If you're really interested into the further finesses of how interpretation works, but don't feel like reading code, you can take a look at the test scores we use for automated testing. They all contain a specific scenario (or combination) and show the intended playback order in a text frame just below the title frame.
Those scores (currently 66!) can be found at https://github.com/musescore/MuseScore/tree/3.x/mtest/libmscore/repeat

Attachment Size
313920-repeat_example.mscz 5.32 KB

In reply to by msokol

Those mscx are also scores, but in the uncompressed variant (which makes comparing them in automated tests so much easier).

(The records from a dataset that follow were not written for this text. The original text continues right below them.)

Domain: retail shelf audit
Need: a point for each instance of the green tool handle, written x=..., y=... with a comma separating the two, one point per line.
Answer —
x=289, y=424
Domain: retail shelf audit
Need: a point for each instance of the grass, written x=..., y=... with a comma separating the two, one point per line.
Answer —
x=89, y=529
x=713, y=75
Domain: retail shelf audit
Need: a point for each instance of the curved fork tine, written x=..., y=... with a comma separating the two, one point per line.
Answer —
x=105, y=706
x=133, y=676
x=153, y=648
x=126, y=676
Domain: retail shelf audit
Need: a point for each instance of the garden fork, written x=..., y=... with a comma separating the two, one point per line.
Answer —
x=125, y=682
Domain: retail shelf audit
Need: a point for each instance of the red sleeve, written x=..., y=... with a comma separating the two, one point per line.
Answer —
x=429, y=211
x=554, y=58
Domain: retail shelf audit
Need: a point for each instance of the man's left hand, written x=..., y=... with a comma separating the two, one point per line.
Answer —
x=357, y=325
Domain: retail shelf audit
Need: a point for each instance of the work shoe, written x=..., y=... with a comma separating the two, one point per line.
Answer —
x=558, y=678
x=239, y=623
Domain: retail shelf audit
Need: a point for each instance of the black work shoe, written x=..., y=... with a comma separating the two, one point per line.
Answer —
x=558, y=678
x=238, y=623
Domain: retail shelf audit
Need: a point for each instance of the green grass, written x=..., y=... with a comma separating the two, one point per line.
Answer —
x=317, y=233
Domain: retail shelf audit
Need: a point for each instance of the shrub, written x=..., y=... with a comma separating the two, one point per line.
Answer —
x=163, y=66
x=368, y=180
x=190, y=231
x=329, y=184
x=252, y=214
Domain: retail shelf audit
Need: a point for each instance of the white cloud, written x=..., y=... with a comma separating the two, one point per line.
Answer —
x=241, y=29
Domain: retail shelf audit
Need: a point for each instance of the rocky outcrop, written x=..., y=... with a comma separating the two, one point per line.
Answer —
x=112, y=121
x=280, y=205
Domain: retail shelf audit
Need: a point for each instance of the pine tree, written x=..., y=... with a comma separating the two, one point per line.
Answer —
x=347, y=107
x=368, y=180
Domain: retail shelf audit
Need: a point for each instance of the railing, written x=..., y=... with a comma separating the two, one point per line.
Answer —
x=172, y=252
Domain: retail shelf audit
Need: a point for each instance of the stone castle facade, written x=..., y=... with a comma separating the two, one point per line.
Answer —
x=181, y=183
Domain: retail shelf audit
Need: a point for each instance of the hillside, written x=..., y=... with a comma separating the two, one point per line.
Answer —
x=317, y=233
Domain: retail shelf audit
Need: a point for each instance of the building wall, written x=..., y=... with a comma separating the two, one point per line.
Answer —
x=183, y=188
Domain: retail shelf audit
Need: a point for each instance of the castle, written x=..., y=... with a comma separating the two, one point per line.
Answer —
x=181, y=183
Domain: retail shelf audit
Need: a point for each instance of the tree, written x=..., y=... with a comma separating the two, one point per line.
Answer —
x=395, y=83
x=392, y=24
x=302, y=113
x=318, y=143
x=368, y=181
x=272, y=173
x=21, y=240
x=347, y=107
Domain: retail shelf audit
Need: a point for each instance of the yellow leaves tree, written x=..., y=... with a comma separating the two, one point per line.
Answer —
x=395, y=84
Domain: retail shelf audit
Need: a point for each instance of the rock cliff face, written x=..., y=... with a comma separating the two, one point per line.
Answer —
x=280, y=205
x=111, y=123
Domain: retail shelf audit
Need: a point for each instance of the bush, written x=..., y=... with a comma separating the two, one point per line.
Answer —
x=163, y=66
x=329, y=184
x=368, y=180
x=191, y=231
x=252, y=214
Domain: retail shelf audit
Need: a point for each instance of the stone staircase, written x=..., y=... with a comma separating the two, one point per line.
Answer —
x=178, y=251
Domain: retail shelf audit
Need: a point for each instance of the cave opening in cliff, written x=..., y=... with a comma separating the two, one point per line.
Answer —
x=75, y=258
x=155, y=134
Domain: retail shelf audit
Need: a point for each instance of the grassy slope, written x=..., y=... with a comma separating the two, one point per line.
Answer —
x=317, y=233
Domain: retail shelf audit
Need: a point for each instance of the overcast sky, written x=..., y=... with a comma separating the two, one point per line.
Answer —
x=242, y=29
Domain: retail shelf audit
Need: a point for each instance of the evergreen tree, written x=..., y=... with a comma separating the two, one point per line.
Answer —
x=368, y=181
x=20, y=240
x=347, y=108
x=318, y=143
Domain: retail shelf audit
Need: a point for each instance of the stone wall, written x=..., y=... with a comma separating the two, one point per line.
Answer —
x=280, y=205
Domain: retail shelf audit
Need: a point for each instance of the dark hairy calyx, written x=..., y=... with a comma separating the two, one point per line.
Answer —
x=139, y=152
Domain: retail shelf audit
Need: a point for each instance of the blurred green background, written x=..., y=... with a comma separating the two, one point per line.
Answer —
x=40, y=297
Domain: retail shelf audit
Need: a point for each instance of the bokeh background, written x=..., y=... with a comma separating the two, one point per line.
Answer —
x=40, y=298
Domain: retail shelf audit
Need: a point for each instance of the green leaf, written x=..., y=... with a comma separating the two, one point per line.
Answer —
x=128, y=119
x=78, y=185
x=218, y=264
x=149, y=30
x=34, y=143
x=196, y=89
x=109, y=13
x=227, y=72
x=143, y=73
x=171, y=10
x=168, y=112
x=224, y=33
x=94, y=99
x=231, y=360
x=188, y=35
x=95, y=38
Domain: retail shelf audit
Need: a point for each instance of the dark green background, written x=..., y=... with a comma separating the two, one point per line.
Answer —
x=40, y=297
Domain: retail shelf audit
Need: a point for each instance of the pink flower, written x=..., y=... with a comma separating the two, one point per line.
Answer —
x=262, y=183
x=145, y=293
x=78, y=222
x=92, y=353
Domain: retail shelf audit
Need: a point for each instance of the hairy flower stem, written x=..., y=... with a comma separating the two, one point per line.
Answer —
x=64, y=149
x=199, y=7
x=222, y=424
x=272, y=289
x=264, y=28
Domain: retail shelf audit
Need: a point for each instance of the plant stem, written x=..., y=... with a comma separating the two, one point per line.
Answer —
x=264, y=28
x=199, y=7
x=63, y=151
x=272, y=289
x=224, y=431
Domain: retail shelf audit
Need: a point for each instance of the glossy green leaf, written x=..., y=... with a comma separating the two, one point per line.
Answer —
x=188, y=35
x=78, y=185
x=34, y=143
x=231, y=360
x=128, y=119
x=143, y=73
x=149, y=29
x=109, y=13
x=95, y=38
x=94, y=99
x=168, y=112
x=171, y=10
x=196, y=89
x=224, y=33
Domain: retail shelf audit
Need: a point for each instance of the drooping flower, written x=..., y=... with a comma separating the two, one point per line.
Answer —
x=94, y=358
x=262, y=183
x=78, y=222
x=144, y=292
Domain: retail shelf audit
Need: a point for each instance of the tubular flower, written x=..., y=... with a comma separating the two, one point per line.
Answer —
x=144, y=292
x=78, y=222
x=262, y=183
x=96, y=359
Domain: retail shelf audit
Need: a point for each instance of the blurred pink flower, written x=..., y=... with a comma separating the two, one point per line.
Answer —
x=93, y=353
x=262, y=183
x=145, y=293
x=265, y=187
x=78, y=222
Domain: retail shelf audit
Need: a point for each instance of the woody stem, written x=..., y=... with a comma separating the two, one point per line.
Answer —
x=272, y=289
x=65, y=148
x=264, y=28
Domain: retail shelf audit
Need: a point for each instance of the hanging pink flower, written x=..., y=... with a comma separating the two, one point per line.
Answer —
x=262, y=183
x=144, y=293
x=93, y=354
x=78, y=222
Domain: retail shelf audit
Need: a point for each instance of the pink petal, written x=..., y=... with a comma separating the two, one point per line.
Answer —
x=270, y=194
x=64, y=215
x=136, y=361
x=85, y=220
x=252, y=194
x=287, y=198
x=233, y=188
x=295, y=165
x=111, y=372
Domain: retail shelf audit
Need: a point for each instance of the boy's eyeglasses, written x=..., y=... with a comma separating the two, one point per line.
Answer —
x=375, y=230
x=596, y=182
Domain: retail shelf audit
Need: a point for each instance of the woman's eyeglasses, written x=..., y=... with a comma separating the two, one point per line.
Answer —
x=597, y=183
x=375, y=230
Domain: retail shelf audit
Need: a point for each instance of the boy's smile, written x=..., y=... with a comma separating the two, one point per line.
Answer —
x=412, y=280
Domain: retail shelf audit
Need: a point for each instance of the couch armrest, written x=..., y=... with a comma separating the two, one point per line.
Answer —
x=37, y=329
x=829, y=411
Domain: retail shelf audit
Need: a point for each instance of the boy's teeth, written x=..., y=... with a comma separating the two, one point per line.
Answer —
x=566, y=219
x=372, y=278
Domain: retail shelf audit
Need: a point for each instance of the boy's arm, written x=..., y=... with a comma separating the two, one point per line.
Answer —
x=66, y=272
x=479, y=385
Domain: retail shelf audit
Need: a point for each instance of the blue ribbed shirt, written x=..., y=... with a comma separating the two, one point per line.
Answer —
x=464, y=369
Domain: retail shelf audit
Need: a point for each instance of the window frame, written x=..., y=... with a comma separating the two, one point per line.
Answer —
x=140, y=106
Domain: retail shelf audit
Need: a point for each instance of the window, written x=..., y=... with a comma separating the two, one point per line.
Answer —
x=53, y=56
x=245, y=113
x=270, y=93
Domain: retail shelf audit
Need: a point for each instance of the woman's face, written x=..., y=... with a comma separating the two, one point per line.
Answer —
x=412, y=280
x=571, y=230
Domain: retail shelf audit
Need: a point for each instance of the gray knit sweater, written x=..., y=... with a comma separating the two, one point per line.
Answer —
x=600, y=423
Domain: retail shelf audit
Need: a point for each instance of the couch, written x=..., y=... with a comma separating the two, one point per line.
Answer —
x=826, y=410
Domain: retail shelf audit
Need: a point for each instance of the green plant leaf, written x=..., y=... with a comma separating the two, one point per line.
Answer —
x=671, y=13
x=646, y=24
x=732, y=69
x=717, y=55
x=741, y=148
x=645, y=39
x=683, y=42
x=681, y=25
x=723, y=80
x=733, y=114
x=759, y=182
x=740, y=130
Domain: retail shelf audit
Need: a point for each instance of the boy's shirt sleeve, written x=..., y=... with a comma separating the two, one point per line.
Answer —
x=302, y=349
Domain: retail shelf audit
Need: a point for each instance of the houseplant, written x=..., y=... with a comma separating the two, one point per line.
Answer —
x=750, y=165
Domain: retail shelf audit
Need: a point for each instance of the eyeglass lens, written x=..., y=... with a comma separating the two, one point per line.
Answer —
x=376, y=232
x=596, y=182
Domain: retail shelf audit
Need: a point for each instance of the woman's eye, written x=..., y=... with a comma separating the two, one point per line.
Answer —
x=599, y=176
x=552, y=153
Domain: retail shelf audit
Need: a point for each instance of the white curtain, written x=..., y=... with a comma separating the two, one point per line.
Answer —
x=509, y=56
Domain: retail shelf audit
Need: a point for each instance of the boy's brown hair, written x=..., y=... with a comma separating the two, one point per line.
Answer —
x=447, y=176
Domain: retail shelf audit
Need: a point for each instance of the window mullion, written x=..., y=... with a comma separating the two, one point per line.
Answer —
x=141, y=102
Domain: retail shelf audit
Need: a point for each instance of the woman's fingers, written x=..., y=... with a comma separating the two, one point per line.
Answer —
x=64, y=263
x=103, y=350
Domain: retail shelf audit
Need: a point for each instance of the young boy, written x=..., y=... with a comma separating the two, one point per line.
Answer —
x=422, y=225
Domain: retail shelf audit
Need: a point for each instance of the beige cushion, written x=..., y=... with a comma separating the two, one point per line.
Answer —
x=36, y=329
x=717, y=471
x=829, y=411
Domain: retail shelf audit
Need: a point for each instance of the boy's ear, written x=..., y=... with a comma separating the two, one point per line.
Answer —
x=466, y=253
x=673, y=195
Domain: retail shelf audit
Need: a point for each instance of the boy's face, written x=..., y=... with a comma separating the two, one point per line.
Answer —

You can directly open them in MuseScore without issue. Just note that for tests 65 and 66 you will need get a warning when opening them in 3.5 as they were created during 3.6 development specifically to address and test for the bugs you've discovered.

In reply to by msokol

I went back to the archives and instead of saving the *.mscx target file as a file to initiate a download, I copied the XML when viewing the file to a text file and named it as an .mscx and the file opened okay in Musescore. Something about the file transfer that normally works perfectly in pulling files from websites where the file name appears as a link did not work in this instance. There were no other buttons or actions identified for a file download. Not sure how you guys pull them but perhaps it was via the Github desktop which I do not have installed.

In reply to by msokol

The reason the download was "corrupted" is that when viewing the github site with the listing of the various uncompressed files, the link is not a link directly to an *.mscx file but rather a link to a web page that displays the xml file listing along with whatever else is on the page. Thus when you tell windows to save the Target (xxx.mscx) as a file with that name you are saving an HTML file not an XML file. There was nothing that showed me how to download the file directly from the archive.